This year they have generously consented to allow the readers of Cruising Compass to sail with them via the regular logs of their sailing adventures. We pick them up in mid-May as they prepare to depart from the Hallberg-Rassy yard in Sweden on their voyage to Spitzbergen.
Leg 1 - 2001: May 15, 2001 - 57.42N, 11.57E - Log: 41,767 - Baro: 1005 mb.
We are moored in front of Gothenburg Opera House. In just 15 minutes, the first sailing leg of our 12th season starts! For the past two-and-a-half weeks, we have been getting Mahina Tiare ready for her longest season ever, from May 15, 2001, here in Gothenburg, to February 15th, 2002 in lovely Hilo, Hawaii.
We had excellent help from the busy crew at Hallberg-Rassy, and arrived back in Ellös to find MT already painted, waxed, rigged and launched. Vickie Vance (Leg 1 - 1991), owner of HR Parts and Accessories, helped us track down the last little spare and replacement parts, and for that we owe her a big thanks!
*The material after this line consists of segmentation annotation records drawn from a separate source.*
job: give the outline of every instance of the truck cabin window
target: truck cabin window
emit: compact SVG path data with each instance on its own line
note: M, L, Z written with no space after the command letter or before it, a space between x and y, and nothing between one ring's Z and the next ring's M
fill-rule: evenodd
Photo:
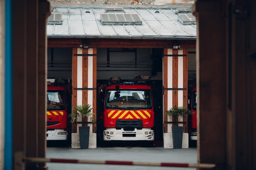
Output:
M152 96L150 90L108 90L106 94L107 108L134 110L152 108Z
M65 92L62 91L47 92L47 110L63 110L65 109Z

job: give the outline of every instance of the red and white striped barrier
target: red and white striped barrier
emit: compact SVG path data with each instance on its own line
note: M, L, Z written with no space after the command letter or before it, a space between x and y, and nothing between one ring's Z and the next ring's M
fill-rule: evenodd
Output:
M215 165L209 163L171 163L145 162L117 161L96 161L92 160L70 159L55 158L23 158L25 162L51 162L55 163L85 163L94 164L107 164L130 165L136 166L164 166L169 167L186 167L211 169Z

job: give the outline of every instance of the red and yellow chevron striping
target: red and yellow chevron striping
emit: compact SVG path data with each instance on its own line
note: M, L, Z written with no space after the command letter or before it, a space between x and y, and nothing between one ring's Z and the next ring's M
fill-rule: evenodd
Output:
M151 117L151 111L143 110L111 110L108 111L108 117L110 119L147 119Z
M55 116L63 116L64 113L63 112L59 112L56 111L47 111L46 112L46 114L47 115L54 115Z

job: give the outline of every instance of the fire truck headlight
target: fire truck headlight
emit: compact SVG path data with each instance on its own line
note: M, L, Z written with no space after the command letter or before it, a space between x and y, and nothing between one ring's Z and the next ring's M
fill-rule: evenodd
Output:
M197 132L191 132L191 135L197 135Z

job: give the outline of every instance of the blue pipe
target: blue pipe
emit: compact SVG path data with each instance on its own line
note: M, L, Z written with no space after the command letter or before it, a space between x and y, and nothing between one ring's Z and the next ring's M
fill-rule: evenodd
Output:
M4 169L13 169L13 72L12 0L5 4L4 148Z

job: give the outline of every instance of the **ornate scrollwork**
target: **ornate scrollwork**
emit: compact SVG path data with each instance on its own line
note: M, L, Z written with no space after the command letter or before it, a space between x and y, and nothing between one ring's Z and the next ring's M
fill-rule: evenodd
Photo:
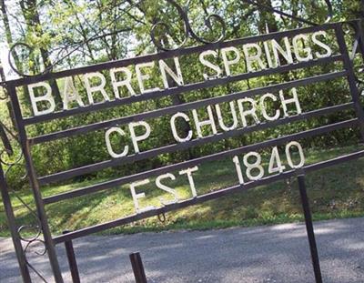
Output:
M150 31L150 35L152 38L153 44L159 49L159 50L164 50L164 51L170 51L170 50L176 50L183 47L188 38L193 38L196 41L202 43L202 44L212 44L212 43L217 43L221 42L225 39L226 36L226 32L227 32L227 26L225 24L224 19L219 16L217 14L210 14L210 15L206 15L205 17L205 25L209 29L213 30L214 28L214 24L216 23L220 26L220 35L218 38L216 38L215 40L210 40L207 38L204 38L200 35L198 35L192 28L190 25L190 20L188 17L188 10L189 10L189 5L191 4L191 0L187 2L186 6L182 7L179 5L175 0L166 0L167 3L172 5L177 11L181 20L183 21L184 25L184 39L182 43L180 43L177 46L175 47L169 47L167 46L168 43L165 42L166 38L170 35L170 27L169 25L165 23L165 22L157 22L156 23ZM207 13L207 12L206 12ZM215 25L216 25L215 24ZM157 29L162 27L162 35L157 35ZM160 39L158 39L159 37Z
M331 3L331 0L324 0L324 1L325 1L325 5L327 6L327 11L328 11L328 15L327 15L325 23L329 23L329 22L331 21L331 19L333 17L333 15L334 15L333 5L332 5L332 3ZM254 5L254 6L261 8L261 9L265 9L265 10L270 11L270 12L272 12L274 14L279 15L282 17L290 18L290 19L292 19L294 21L297 21L297 22L299 22L299 23L307 24L307 25L319 25L319 23L314 23L314 22L312 22L310 20L308 20L308 19L305 19L303 17L300 17L300 16L298 16L298 15L294 15L292 14L286 13L284 11L281 11L281 10L278 9L278 8L275 8L275 7L268 6L267 5L258 3L256 0L242 0L242 2L245 2L247 4L250 4L250 5ZM315 5L316 2L317 2L317 0L312 0L311 1L312 5Z
M20 151L19 154L15 155L10 140L18 142L17 137L1 121L0 121L0 136L4 145L4 149L2 149L0 152L0 163L4 165L5 167L6 168L5 172L5 178L8 178L9 172L15 167L22 166L23 153L22 151ZM9 138L8 136L11 136L11 138ZM22 178L24 179L26 175ZM39 248L39 245L42 247L42 248L40 250L35 249L34 251L36 255L44 256L47 252L45 241L42 239L42 228L41 228L42 226L40 224L41 223L40 219L36 212L19 196L19 194L15 190L12 189L11 187L9 187L9 189L11 190L12 194L19 200L19 202L29 211L29 213L35 218L35 224L21 226L20 227L18 227L17 233L19 235L20 240L24 244L23 254L25 256L24 258L25 258L25 263L27 267L30 269L32 269L43 282L46 283L47 281L46 280L44 276L38 270L36 270L36 268L30 263L28 259L28 254L31 253L33 248ZM29 237L28 235L32 236Z

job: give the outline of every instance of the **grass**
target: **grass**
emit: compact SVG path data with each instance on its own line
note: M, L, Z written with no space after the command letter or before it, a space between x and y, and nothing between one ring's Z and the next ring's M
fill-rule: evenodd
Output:
M329 159L353 147L306 152L307 163ZM242 159L242 158L241 158ZM264 156L265 167L269 156ZM308 175L307 187L314 220L354 217L364 216L364 159L344 163ZM267 170L266 170L267 171ZM187 178L173 172L177 179L164 180L164 184L175 187L178 197L191 197ZM237 185L238 177L231 159L201 165L194 173L198 195ZM42 188L43 196L51 196L89 186L101 180L78 184L47 187ZM154 179L148 185L137 188L145 192L140 207L160 207L160 197L170 199L157 188ZM32 204L30 191L19 195ZM34 223L32 215L12 195L17 221L20 224ZM128 186L123 186L96 194L48 205L46 212L54 234L63 230L79 229L135 213ZM113 228L103 234L136 233L173 229L210 229L236 226L258 226L297 222L303 219L297 182L294 178L239 192L219 199L189 207L167 215L166 222L150 217L133 224ZM0 205L0 236L8 237L4 207Z

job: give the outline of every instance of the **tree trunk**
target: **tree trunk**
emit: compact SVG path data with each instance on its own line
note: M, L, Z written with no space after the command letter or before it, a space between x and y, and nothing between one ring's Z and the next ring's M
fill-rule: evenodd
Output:
M22 8L23 15L25 19L28 32L35 33L36 36L42 37L44 32L37 10L36 0L21 0L20 6ZM40 47L40 54L45 68L50 67L52 66L52 62L46 47ZM56 103L57 105L62 104L62 97L56 81L55 79L51 79L49 80L49 84L51 86Z

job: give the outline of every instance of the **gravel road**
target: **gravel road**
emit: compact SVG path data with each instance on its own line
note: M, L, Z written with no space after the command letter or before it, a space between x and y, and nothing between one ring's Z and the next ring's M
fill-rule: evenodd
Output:
M316 222L324 282L364 282L364 218ZM128 254L140 251L148 282L314 282L303 224L210 231L87 237L76 240L82 282L135 282ZM66 282L65 249L57 247ZM30 261L53 282L46 258ZM0 282L20 282L10 239L0 238ZM35 282L40 282L35 278Z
We also owe a word of thanks to Magnus Rassy for organizing our haul-out and winter storage, and to Bo (and his ever-friendly and helpful crew) for helping us sort out our recommissioning
The 45-mile sail south from Ellös to Gothenburg was in hot sunny weather (hard to believe it snowed the week before we arrived!) past dozens of little postcard-perfect Swedish villages on coastal islands. It's been a bit cool and hazy, but this morning the sun is beaming through and it looks like we have a great forecast beneath which to blast directly offshore to Norway.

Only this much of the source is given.